I’m 42 years old. I had just turned 40 when I was appointed. Growing up as an only child in a close-knit family, I was the fly on the wall in my grandmother’s and mother’s social circles. So I don’t see age. It is an honour to have been given the space to take on such a role. We have witnessed across the world the rise of younger leaders, even as heads of state in countries such as France, Canada, New Zealand and Finland. Relative youth can be an advantage if it is not undermined and if institutions are ready for a new approach and new ideas. It’s also vital to avoid self-sabotage – some young leaders are prone to make a spectacle of themselves in an artificial performance of “youthful radicalism”. As a younger person, I do baulk at the protocol and excessive formalism, and I hope I don’t get penalised for that.

Your family has played a pivotal role in your life, from your upbringing in Hammanskraal, to the strong women who raised you, and being a mother as well. How has this influenced you?

I grew up in a period of great political violence, upheaval and then change. Leboneng, the peri-urban village in Temba where I grew up, was very quiet. We had big plots, and, in families in which the adults were employed or had small businesses, life could be comfortable.

But the force of the homeland government was always palpable. There were many instances of young people being viciously beaten up for speaking up. My mother took time off her teaching career in the 1980s and went to the University of Zululand. There were student uprisings and heart-rending bloodshed. There was no internet, no cellphones, so we got fragments of news and lived with the terror of not knowing how she was faring.

From my mother, whom I live with now, I learned the value of loyalty and commitment. She would move the earth for her students and the young people in the community. She was always learning and trying to further her qualifications. The way she ran our home in Leboneng was also inspiring – managing the vegetable garden, the tenants at the back, some micro-enterprise venture cooking on the sidelines – she is quite a force.

Personally, how have you dealt with Covid-19? Do you ever feel like this is too much? 

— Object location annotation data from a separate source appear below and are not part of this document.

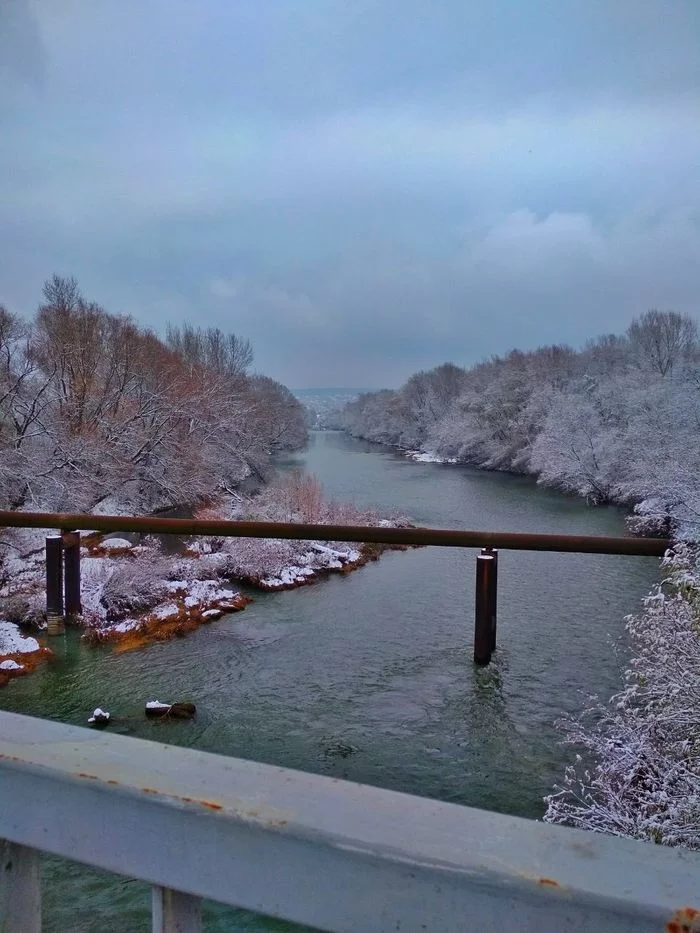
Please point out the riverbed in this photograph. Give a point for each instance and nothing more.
(369, 676)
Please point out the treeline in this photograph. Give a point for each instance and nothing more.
(95, 411)
(618, 421)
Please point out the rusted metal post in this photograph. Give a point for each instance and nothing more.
(54, 585)
(483, 634)
(71, 572)
(493, 593)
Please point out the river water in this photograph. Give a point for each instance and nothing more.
(369, 676)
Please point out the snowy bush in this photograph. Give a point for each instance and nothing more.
(135, 586)
(644, 779)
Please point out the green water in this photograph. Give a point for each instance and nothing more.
(379, 659)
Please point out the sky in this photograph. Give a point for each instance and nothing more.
(362, 188)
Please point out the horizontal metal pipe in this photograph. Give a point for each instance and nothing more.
(582, 544)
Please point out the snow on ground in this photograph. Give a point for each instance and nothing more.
(13, 642)
(421, 456)
(116, 544)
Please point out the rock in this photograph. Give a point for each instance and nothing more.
(116, 544)
(183, 710)
(99, 717)
(157, 710)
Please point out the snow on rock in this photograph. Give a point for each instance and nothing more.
(166, 611)
(422, 456)
(13, 642)
(116, 544)
(99, 716)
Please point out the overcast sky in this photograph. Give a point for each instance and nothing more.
(363, 188)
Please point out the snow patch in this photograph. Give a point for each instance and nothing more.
(115, 544)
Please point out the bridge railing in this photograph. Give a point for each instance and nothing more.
(63, 552)
(318, 851)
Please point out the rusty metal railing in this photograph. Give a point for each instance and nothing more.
(63, 552)
(311, 849)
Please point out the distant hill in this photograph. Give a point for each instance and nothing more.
(322, 403)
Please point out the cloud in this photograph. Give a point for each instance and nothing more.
(362, 189)
(22, 54)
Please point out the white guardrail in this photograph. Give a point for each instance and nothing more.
(334, 855)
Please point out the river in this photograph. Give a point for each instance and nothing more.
(369, 676)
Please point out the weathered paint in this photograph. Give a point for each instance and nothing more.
(334, 855)
(175, 912)
(20, 889)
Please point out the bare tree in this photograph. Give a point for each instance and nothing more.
(661, 340)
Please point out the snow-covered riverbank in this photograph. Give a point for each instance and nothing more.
(134, 593)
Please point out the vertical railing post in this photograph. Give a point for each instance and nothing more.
(483, 622)
(175, 912)
(493, 593)
(54, 585)
(71, 572)
(20, 889)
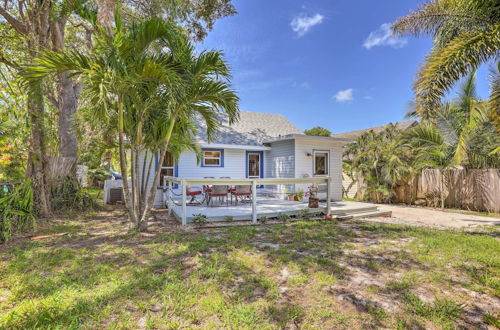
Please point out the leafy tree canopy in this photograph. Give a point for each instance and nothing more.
(318, 131)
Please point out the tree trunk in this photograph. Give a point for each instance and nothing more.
(36, 40)
(148, 205)
(67, 102)
(106, 14)
(37, 167)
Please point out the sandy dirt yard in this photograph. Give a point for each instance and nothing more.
(431, 217)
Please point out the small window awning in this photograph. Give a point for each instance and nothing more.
(234, 146)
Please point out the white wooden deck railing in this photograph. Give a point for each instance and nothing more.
(184, 182)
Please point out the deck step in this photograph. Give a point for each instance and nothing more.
(353, 211)
(370, 214)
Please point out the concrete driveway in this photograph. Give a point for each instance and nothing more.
(432, 217)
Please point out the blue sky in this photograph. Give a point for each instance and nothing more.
(323, 62)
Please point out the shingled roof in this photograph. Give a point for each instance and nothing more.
(352, 135)
(253, 128)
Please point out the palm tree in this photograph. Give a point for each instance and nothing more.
(148, 80)
(466, 34)
(382, 162)
(431, 151)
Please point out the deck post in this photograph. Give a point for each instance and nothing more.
(184, 199)
(328, 195)
(254, 201)
(169, 197)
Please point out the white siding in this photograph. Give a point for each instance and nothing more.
(280, 160)
(234, 165)
(304, 164)
(280, 163)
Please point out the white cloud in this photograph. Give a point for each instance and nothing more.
(383, 37)
(302, 23)
(303, 84)
(344, 95)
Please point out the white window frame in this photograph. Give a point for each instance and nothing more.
(211, 157)
(327, 167)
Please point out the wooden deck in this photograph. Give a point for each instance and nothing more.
(269, 207)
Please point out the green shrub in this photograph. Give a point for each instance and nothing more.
(199, 219)
(16, 210)
(69, 195)
(98, 176)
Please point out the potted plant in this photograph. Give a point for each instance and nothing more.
(299, 195)
(313, 199)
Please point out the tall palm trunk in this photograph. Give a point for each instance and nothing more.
(148, 205)
(66, 102)
(37, 168)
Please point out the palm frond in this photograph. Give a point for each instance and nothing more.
(444, 66)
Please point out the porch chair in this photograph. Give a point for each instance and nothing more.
(217, 191)
(242, 191)
(193, 192)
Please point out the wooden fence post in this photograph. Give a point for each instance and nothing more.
(184, 198)
(328, 195)
(254, 201)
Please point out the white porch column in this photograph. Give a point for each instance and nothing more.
(169, 197)
(184, 198)
(328, 195)
(254, 201)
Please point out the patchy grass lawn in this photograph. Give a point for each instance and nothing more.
(304, 274)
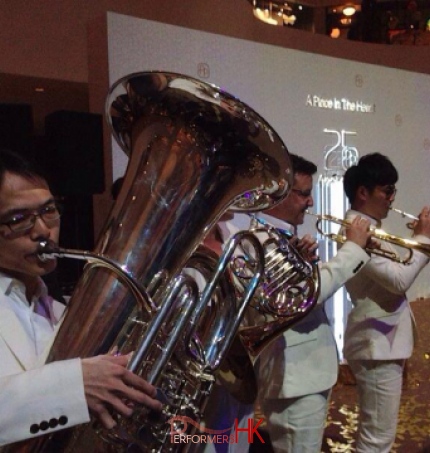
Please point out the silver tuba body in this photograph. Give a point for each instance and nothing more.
(194, 152)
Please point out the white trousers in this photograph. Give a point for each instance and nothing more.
(379, 385)
(223, 411)
(296, 425)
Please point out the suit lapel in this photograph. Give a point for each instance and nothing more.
(16, 339)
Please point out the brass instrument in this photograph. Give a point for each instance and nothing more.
(404, 214)
(376, 233)
(289, 289)
(194, 152)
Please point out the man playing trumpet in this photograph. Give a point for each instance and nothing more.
(379, 333)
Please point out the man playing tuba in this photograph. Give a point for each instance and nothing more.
(36, 398)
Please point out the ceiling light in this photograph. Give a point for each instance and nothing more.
(349, 10)
(265, 16)
(335, 33)
(274, 12)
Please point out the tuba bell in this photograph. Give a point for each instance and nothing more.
(194, 152)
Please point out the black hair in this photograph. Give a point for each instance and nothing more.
(13, 162)
(302, 165)
(372, 170)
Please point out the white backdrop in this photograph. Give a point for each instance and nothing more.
(300, 94)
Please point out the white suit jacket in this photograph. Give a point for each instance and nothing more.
(304, 359)
(35, 399)
(380, 325)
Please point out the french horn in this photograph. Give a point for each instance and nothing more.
(194, 152)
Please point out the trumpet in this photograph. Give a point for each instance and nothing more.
(404, 214)
(376, 233)
(409, 225)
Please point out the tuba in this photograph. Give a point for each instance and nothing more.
(194, 152)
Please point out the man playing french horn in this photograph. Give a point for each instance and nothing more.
(296, 371)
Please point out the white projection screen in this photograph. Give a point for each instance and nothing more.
(302, 95)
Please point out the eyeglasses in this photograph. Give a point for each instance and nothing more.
(303, 193)
(389, 190)
(23, 221)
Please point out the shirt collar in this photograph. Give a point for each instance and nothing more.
(351, 213)
(9, 284)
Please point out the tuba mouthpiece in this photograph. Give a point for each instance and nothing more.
(46, 250)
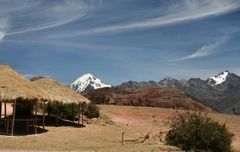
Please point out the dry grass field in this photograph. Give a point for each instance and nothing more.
(143, 129)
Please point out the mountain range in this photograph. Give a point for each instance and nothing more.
(87, 82)
(220, 92)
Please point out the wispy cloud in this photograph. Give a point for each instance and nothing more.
(203, 51)
(3, 28)
(33, 16)
(179, 12)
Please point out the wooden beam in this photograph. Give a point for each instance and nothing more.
(44, 115)
(13, 120)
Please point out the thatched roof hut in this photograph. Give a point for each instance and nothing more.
(58, 91)
(14, 86)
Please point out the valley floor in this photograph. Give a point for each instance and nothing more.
(143, 128)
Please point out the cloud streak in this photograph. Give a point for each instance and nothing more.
(182, 11)
(33, 16)
(203, 51)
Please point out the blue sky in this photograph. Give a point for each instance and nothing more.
(120, 40)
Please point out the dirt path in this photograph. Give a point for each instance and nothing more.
(142, 127)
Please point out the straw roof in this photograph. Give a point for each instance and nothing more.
(14, 86)
(58, 91)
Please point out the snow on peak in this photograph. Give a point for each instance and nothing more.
(86, 82)
(219, 79)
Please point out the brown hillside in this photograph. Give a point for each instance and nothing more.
(148, 96)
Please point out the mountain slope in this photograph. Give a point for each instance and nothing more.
(148, 96)
(221, 92)
(87, 82)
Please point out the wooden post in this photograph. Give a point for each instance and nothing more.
(14, 113)
(122, 138)
(72, 113)
(5, 109)
(0, 109)
(35, 126)
(79, 107)
(58, 112)
(82, 113)
(44, 115)
(48, 109)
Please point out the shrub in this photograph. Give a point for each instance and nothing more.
(91, 111)
(197, 132)
(64, 110)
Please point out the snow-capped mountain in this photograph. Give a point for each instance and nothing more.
(218, 79)
(87, 82)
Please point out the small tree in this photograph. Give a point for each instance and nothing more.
(91, 111)
(197, 132)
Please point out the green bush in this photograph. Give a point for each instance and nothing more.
(70, 110)
(64, 110)
(91, 111)
(197, 132)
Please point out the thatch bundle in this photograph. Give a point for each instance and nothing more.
(14, 86)
(58, 91)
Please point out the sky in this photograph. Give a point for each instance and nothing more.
(120, 40)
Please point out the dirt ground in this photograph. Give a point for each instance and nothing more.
(143, 129)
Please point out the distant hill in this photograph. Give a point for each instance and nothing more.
(146, 96)
(221, 92)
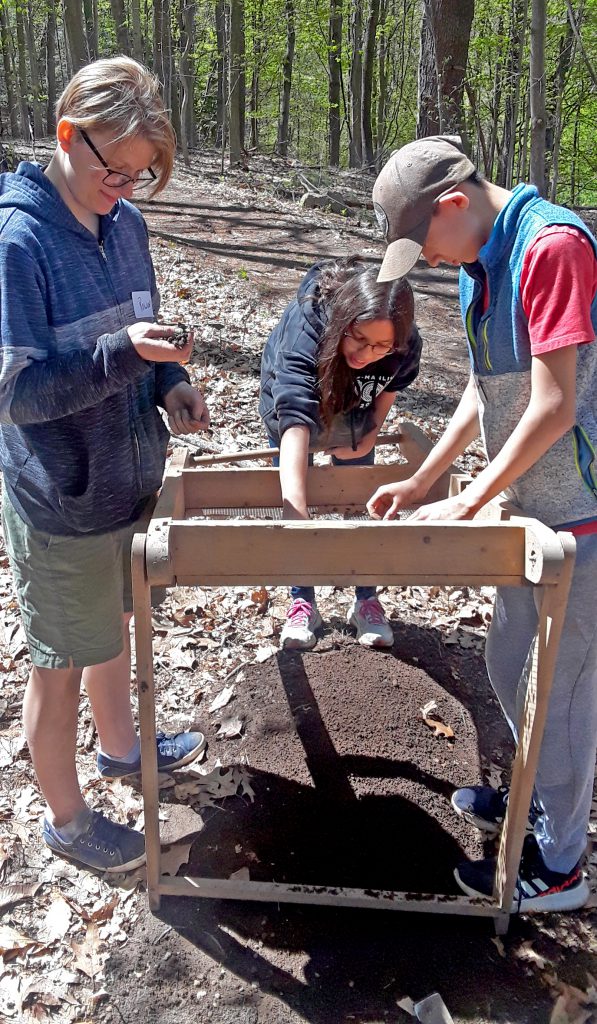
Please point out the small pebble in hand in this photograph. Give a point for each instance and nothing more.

So, I live with my mom, and she jokes about it. None of this is new for people who lived in Leboneng, she would say. You live far apart from your neighbour. You did not really travel. So I suppose as a small-town girl, I do not feel the rage I would experience if I grew up in Rosebank. I think there your whole life depends on getting out. But I do feel a lot of personal panic at times.

You are also an avid writer and reader. What are your three favourite books?

I will give you five. Bessie Head’s Maru. It is a moving book that shows the pervasiveness of prejudice. Phyllis Ntantala’s A Life’s Mosaic is a beautiful autobiography from the perspective of a politically engaged, educated, black South African woman. JM Coetzee’s Disgrace for challenging me to engage with a fundamentally different view of the South African project. Toni Morrison’s Song of Solomon for the scale of the story and the artistry, and Edith Wharton’s The Age of Innocence for capturing the nuances of class and place.